Cascades towards noise-induced transitions on networks revealed using information flows
Casper van Elteren, Rick Quax, Peter Sloot
TL;DR
The paper tackles how endogenously generated metastable transitions arise in complex networks governed by Boltzmann-Gibbs dynamics, without external forcing. It introduces two node roles—initiator nodes that propagate short-term fluctuations and stabilizer nodes that encode long-term memory—measured via two information-theoretic quantities: integrated mutual information $\mu(s_i)$ and asymptotic information $\omega(s_i)$. Through exact computations on small networks and controlled interventions, the authors reveal a domino-like cascade where initiators trigger tipping points and stabilizers guide the system into a new attractor, with the role score $r_i$ delineating initiators from stabilizers. The information-centric framework enables data-driven estimation of information flows and suggests targeted interventions to promote or inhibit systemic transitions, offering insights with potential impact across neuroscience, social dynamics, and beyond.
Abstract
Complex networks, from neuronal assemblies to social systems, can exhibit abrupt, system-wide transitions without external forcing.

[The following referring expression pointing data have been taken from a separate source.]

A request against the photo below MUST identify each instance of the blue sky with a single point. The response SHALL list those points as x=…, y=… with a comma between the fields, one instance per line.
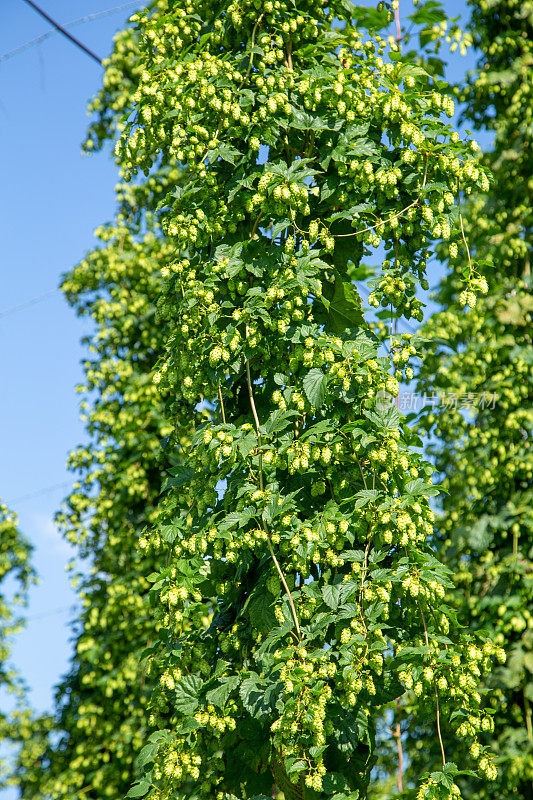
x=53, y=197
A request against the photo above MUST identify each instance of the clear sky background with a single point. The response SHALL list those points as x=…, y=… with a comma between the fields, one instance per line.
x=52, y=198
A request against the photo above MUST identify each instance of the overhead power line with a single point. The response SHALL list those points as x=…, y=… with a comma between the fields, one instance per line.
x=31, y=302
x=63, y=31
x=79, y=21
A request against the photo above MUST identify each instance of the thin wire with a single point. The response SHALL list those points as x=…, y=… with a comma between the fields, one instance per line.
x=62, y=30
x=51, y=613
x=80, y=21
x=31, y=302
x=45, y=490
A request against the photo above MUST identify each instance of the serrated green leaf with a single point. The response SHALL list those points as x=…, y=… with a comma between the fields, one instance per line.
x=315, y=383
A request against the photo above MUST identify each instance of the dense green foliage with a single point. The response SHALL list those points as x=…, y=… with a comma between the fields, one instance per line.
x=483, y=367
x=296, y=606
x=16, y=576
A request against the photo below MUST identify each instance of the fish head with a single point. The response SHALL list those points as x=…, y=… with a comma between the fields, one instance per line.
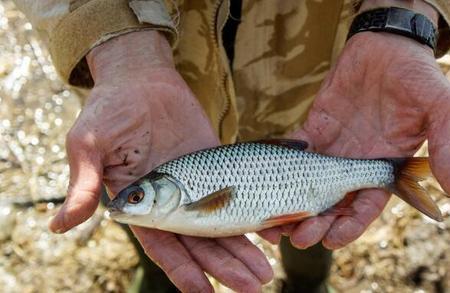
x=146, y=202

These endogenously generated ``noise-induced transitions'' emerge from the intricate interplay between network structure and local dynamics, yet their underlying mechanisms remain elusive. Our study unveils two critical roles that nodes play in catalyzing these transitions within dynamical networks governed by the Boltzmann-Gibbs distribution. We introduce the concept of ``initiator nodes'', which absorb and propagate short-lived fluctuations, temporarily destabilizing their neighbors. This process initiates a domino effect, where the stability of a node inversely correlates with the number of destabilized neighbors required to tip it. As the system approaches a tipping point, we identify ``stabilizer nodes'' that encode the system's long-term memory, ultimately reversing the domino effect and settling the network into a new stable attractor. Through targeted interventions, we demonstrate how these roles can be manipulated to either promote or inhibit systemic transitions. Our findings provide a novel framework for understanding and potentially controlling endogenously generated metastable behavior in complex networks. This approach opens new avenues for predicting and managing critical transitions in diverse fields, from neuroscience to social dynamics and beyond.